Yesterday, a woman was trying to emphasise a point and to do this she kept saying ‘Kò sówó, ko sówó’ (‘There is no money’). Those words sounded strange in my hearing. Of course situations are not always positive, but our words count in the face of those situations. Believe me.
I have had some things doing in Lagos for some time which demands that I move around hopping buses and crossing busy roads with high central reservation (in places where there are no pedestrian bridges). At a time I always complained with this statement, ‘Èkó àti wàhálà’ (Lagos and stress). (Truly, I have a good reason to say Lagos is stressful. I was not raised in Lagos and I lived and worked for a while in a city that in a way is similar to where I was raised. I was never used to the rigour of living in Lagos). I kept thinking and talking like this until one day it occurred to me that I had been confessing negatively. So I switched to saying ‘Èkó àti ìbùkún ẹ̀’. (Lagos and its blessings).

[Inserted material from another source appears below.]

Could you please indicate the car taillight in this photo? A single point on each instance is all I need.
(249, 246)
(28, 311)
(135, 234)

Two years ago, I went to visit my sisters in Ibadan. Now, Ibadan has a funny appellation: ‘Ìbàdàn n’lé Olúyòlé níbi t’ọ́mọ olè gbé ti n jàre olóhun’ (Ibadan, Oluyole’s land, where a thief is justified over whoever he steals from). I remembered those words when I knew I’d be going to see my sisters and I found myself musing over them and at the same time verbalizing them. Throughout my short visit, I continued to say them. I am a literary person, so those words amused me. On the day I was to leave, my sister saw me off to the park. It was necessary that we take two buses. Upon alighting from the first bus, we had to walk a little before we could join another bus. I had my backpack—which contained my netbook, phone, camera and some money—strapped to my back. While walking to where we would get the next bus, I wanted to use my phone, but I found the zip to where I kept it behind the bag open. I alerted my sister and we stepped aside to see if the phone was not stolen. Yours sincerely, my phone was gone including the money except for my camera which escaped the theft.

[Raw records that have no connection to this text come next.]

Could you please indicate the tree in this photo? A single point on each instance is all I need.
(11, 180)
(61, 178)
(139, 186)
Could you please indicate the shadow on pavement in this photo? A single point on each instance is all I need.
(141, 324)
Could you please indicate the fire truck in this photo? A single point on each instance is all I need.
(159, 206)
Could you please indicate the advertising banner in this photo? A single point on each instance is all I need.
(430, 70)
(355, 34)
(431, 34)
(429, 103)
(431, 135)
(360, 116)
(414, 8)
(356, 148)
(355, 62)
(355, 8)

I was shaken. I went around with this same bag in Port Harcourt and in Lagos, Big brother Lagos, and no one dared do such a thing to me. How come this happened to me in Ibadan, Ibadan of all places? And what were angels doing when the scoundrel was busy stealing from me? Why did the Lord allow this? These were the questions ringing in my head. Later, the line I had been reciting about Ibadan was brought back and it occurred to me that I opened the door, though unwittingly, for the incident through my spoken words.
Although it is not every time that we experience ills that they are brought on us by our words, but several times negative things that happen to us come as a result of the careless words we speak both consciously and unconsciously or those spoken by others into our lives.
Your words count a lot. Don’t tell yourself that you’re stupid even if you act stupidly.
Correct yourself, but don’t confirm it. The fact that you make some mistakes does not make you stupid. For example, if I misplace something and I am searching everywhere for it, I don’t tell myself that I am careless. I say, ‘AY, you’re not careless, though you need to be more careful.’ I see many positive things in my life today and I remember one time or the other in the past that I had stubbornly confessed those things in my words. Now, they are manifesting.
Can I beg you? Please, even in the face of adversity, make sure the words that proceed from your mouth are positive. It doesn’t matter if you see the manifestation of those words yet or not. Keep saying them until they manifest. I understand there are some situations where it is stupid and unrealistic to speak good words. Speak them anyway, even if you have to do so amidst hot tears. Always remember that all things work together for good to THEM who love God and have been called according to His purpose.
The best source of good words is the Holy Bible. Meditate on the words therein day and night because they are alive (God will help us all to be very faithful to doing that) because out of the abundance of the heart the mouth speaks. Confess the words.
But the Owner of those words may be mad at you for confessing His words if you do not please Him. And how do you please Him? By accepting the priceless gift of His only begotten Son, Jesus Christ, who was crucified and buried but rose again and lives forever. Jesus came to save you from your sin and eternal damnation. Apart from eternal life that He offers, you have access to abundant life here on earth which is all encompassing. He will be with you in troubles, He will be your peace in the storm, He will be your constant friend when no-one cares. He will be everything to you.
#Proverbs 12:14 (NIV)
‘From the fruit of his lips a man is filled with good things, as surely as the work of his hands rewards him.’
# Romans 10:10 (NIV)
‘For it is with your heart that you believe and are justified, and it is with your mouth that you profess your faith and are saved.’
But to the wicked person, God says: ‘What right have you to recite my laws or take my covenant on your lips?
For the word of God is alive and active. Sharper than any double-edged sword, it penetrates even to dividing soul and spirit, joints and marrow; it judges the thoughts and attitudes of the heart.